Thanks @DavidTurner. You mean to say one force-merge thread for an entire cluster? Or per shard?

That's a very good question, sorry I should have been more precise. It's one thread per node. So it's worth starting as many force-merges as you can as they'll run in sequence on each node, but in parallel across the whole cluster.


Excellent. Thanks David for the clarification. Yeah I would usually run forcemerge using curator tool that is invoked via cronjob on each data node.

Hi @Christian_Dahlqvist and @warkolm

Just wanted to update you about some amazing performance numbers I ended up getting due to applying best_compression on past Read-only monthly indices and later force-merging them.

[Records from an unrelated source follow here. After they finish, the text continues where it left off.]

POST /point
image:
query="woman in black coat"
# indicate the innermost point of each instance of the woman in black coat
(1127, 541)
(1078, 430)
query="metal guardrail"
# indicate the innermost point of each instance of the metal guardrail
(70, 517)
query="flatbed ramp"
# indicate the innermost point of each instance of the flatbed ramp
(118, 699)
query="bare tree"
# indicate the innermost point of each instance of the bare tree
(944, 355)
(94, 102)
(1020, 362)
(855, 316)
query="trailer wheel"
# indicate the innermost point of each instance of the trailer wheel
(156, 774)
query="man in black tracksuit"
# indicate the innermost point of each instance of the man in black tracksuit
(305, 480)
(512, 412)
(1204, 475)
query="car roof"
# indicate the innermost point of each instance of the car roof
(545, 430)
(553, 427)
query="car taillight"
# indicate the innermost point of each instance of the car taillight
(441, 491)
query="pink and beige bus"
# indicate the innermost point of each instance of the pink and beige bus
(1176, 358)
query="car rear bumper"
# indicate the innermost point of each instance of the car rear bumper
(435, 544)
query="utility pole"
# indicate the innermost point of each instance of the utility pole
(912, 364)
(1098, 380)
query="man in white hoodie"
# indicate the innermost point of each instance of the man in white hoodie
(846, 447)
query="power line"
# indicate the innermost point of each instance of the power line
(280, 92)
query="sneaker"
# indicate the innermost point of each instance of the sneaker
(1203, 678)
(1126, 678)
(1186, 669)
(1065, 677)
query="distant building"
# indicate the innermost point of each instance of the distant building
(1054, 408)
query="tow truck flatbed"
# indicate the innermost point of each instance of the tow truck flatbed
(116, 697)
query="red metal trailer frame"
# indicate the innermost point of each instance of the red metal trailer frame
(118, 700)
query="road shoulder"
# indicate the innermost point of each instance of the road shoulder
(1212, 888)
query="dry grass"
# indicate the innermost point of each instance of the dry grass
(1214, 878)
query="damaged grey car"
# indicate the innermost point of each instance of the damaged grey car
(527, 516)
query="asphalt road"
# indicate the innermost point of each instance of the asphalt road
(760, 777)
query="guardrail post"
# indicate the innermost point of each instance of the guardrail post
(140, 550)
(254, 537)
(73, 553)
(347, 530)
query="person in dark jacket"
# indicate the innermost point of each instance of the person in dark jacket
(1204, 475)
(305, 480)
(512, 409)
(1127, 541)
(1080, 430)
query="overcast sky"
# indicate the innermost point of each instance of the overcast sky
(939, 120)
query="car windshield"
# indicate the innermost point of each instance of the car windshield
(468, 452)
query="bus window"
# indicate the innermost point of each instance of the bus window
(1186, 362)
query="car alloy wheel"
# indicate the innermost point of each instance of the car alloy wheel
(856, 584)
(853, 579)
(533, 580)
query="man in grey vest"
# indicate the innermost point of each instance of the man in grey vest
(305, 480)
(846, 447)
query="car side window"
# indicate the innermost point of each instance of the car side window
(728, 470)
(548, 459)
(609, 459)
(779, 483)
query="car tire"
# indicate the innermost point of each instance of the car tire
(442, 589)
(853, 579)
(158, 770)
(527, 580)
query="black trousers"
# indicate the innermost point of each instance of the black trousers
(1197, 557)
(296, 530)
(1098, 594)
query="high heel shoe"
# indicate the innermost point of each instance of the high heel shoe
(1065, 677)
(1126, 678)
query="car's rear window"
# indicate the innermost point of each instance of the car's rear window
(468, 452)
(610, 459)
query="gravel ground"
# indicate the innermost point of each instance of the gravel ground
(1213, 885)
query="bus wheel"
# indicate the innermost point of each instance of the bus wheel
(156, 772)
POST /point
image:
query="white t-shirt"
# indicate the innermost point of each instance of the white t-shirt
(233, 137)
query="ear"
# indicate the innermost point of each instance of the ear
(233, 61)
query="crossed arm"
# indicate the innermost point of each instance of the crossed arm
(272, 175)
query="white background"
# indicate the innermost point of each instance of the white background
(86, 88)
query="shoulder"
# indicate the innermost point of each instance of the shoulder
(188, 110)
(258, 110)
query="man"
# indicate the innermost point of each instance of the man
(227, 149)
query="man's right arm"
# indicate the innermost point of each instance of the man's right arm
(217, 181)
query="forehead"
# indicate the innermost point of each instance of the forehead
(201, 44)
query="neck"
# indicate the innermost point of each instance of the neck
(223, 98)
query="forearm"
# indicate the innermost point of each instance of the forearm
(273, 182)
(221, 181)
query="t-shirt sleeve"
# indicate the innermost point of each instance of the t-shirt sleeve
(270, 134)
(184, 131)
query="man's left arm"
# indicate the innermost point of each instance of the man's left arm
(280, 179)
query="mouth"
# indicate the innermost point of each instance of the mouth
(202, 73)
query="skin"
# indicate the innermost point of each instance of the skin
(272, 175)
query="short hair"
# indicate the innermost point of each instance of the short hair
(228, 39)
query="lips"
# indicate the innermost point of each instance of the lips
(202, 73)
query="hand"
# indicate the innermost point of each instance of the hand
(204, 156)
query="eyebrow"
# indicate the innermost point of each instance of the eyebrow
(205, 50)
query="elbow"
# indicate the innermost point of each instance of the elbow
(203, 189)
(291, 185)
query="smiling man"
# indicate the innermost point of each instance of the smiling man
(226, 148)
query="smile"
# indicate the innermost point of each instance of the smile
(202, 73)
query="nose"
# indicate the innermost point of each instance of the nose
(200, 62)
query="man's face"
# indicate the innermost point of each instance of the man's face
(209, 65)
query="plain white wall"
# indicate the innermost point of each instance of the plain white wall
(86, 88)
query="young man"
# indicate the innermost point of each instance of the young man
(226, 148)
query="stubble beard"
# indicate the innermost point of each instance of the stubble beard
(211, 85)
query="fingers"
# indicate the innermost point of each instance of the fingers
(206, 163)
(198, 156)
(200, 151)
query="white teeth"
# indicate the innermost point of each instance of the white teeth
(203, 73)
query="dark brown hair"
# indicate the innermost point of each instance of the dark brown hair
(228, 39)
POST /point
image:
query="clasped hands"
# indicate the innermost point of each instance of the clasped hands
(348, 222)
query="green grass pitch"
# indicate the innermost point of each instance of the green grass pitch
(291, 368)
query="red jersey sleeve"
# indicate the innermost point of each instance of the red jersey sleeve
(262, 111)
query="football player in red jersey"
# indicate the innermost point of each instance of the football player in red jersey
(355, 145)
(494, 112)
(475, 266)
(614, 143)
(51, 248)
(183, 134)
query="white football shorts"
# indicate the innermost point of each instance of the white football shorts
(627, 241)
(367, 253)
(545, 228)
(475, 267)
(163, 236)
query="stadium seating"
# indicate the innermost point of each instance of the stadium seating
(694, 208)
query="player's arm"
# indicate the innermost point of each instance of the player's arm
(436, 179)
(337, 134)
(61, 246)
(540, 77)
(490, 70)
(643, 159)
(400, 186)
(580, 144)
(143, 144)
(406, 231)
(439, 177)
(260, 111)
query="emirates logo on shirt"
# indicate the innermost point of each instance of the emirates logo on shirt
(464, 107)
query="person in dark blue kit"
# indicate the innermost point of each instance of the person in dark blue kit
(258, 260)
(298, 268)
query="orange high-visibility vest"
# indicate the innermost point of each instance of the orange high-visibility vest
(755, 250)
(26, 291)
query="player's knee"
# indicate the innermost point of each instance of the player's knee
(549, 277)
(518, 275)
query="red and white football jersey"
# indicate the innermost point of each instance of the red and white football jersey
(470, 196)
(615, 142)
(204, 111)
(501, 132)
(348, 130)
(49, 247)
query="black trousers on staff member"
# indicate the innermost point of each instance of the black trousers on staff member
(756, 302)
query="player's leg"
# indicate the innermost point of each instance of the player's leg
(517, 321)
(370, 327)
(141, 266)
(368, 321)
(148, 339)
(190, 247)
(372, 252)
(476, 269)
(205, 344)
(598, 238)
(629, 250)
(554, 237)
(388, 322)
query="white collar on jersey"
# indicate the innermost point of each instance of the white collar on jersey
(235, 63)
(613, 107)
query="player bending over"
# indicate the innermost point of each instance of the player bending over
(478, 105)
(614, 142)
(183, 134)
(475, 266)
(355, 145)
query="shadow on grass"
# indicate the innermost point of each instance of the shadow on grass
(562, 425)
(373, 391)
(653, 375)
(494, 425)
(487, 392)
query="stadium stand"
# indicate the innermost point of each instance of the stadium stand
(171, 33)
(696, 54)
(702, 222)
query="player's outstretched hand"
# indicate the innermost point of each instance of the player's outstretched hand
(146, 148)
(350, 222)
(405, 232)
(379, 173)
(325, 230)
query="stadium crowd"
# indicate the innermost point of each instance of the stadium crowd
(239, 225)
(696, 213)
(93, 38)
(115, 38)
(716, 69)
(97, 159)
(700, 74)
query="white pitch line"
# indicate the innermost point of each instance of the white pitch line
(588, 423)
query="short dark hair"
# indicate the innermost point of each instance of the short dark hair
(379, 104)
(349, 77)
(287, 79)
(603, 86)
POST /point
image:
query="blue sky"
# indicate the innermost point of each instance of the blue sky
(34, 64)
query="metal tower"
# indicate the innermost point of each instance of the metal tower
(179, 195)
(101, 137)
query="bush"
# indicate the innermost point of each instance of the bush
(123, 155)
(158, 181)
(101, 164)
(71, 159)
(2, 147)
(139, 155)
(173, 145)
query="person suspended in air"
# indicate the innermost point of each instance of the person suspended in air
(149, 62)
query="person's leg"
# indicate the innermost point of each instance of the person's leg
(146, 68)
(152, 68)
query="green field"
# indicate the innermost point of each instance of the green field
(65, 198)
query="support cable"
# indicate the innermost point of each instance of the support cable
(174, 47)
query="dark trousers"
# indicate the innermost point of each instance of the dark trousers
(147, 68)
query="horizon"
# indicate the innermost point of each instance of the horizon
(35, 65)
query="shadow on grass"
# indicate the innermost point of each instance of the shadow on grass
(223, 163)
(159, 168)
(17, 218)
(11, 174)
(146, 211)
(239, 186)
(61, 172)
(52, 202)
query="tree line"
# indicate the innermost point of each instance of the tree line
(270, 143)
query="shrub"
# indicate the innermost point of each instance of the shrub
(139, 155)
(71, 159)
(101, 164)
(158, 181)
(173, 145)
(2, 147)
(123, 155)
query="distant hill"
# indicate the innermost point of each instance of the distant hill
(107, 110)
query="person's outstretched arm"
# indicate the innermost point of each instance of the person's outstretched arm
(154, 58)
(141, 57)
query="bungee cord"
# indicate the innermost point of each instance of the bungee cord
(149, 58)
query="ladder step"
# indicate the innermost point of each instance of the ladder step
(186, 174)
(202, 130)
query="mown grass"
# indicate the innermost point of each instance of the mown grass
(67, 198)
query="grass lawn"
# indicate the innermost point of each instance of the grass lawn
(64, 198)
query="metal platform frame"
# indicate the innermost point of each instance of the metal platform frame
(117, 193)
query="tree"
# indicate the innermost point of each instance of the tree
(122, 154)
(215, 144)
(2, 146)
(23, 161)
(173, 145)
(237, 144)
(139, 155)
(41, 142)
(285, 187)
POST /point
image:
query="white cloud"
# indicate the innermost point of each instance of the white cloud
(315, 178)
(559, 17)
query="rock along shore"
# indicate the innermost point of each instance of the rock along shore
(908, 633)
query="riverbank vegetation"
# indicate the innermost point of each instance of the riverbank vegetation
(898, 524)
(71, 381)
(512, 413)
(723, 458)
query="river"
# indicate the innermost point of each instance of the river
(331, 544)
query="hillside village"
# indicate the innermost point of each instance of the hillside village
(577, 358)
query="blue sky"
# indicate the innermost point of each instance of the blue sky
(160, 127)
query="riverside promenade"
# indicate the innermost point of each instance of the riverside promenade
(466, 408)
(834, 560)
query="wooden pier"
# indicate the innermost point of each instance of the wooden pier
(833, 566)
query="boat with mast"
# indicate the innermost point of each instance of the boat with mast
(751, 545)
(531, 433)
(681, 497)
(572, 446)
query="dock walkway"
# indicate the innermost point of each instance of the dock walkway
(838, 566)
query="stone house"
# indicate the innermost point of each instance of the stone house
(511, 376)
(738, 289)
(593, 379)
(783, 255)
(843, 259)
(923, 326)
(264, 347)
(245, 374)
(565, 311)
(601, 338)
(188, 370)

Of the past 18 monthly indices that I compressed and force-merged, the minimum size reduction I achieved was a staggering 42.5% (an index of 515 GB came down to 297 GB) with the maximum being 45% (from 645 GB to 354 GB) . This has almost halved my storage requirements :tada: Heartfelt thanks !

However, I have one question. When the monthly index was 645 GB initially (the monthly index was created by re-indexing day-wise indices into monthly to improve query performance), I had opted for 12 shards so that each shard will have around ~40-55 GB in size. But now with best_compression, the size is almost down by 45% to 354 GB . My question is: should I reduce the number of shards from 12 to 6? Considering that these are already force merged, will shrinking from 12 to 6 help? Or that after shrinking, I've to again forcemerge?

Hey @Christian_Dahlqvist / @warkolm / @DavidTurner - will really appreciate some insights on this.

Apologies for multiple tags.

Tricky to say. 20-30GB isn't unreasonably small for shards so IMO you could just leave them at 12; OTOH there is usually some data duplicated across shards (e.g. the terms dictionary) so shrinking might save you some more space. You don't have to force-merge anything, and again it's tricky to say whether it'll improve things further. I don't think you'll find another 40% of space savings but it depends on the details of your data.

Sorry there's no definitive answer here, I don't think we can offer more guidance than to try it and see. You've certainly got space to experiment now :slight_smile:


Thanks a ton, David. Totally understand. That helps a lot. I was just looking for some guidance that is it worth trying or not. From your inputs, it seems it would be worthwhile to try shrinking and see. I agree that 20-30 GB isn't too small for shards and that there may not be much impact by shrinking. But the only reason I thought to shrink was - when searching past 18 months data (current month index + past 18 monthly indices), the query currently hits 19 indices * 12 shards = 228 shards. I thought that if I reduce to 6, the query will hit just 114 shards. That was my reasoning.

Of course, not expecting 40% space savings again. More than happy with the gains I've obtained :sweat_smile:

So I suppose, I can run curator to shrink shards from 12 to 6. And since the data is already force merged, I reckon each index will end up with 6 segments for primary instead of current 12.

Thanks for all your inputs.

That makes sense; searching fewer larger shards can be more efficient (because of how the data structures scale) but it can also be less efficient (e.g. uses fewer parallel threads). It all depends...

Shrinking doesn't necessarily adjust the segment count. If you currently have twelve 20GB shards each with a single segment then shrinking by a factor of two will almost certainly leave you with six 40GB shards each with two segments.

And that means, after shrinking, it will need to be force-merged if I want to reduce the segments to 1?

Got it. In that case, I think I'm better off with what I've now :slight_smile:

This topic was automatically closed 28 days after the last reply. New replies are no longer allowed.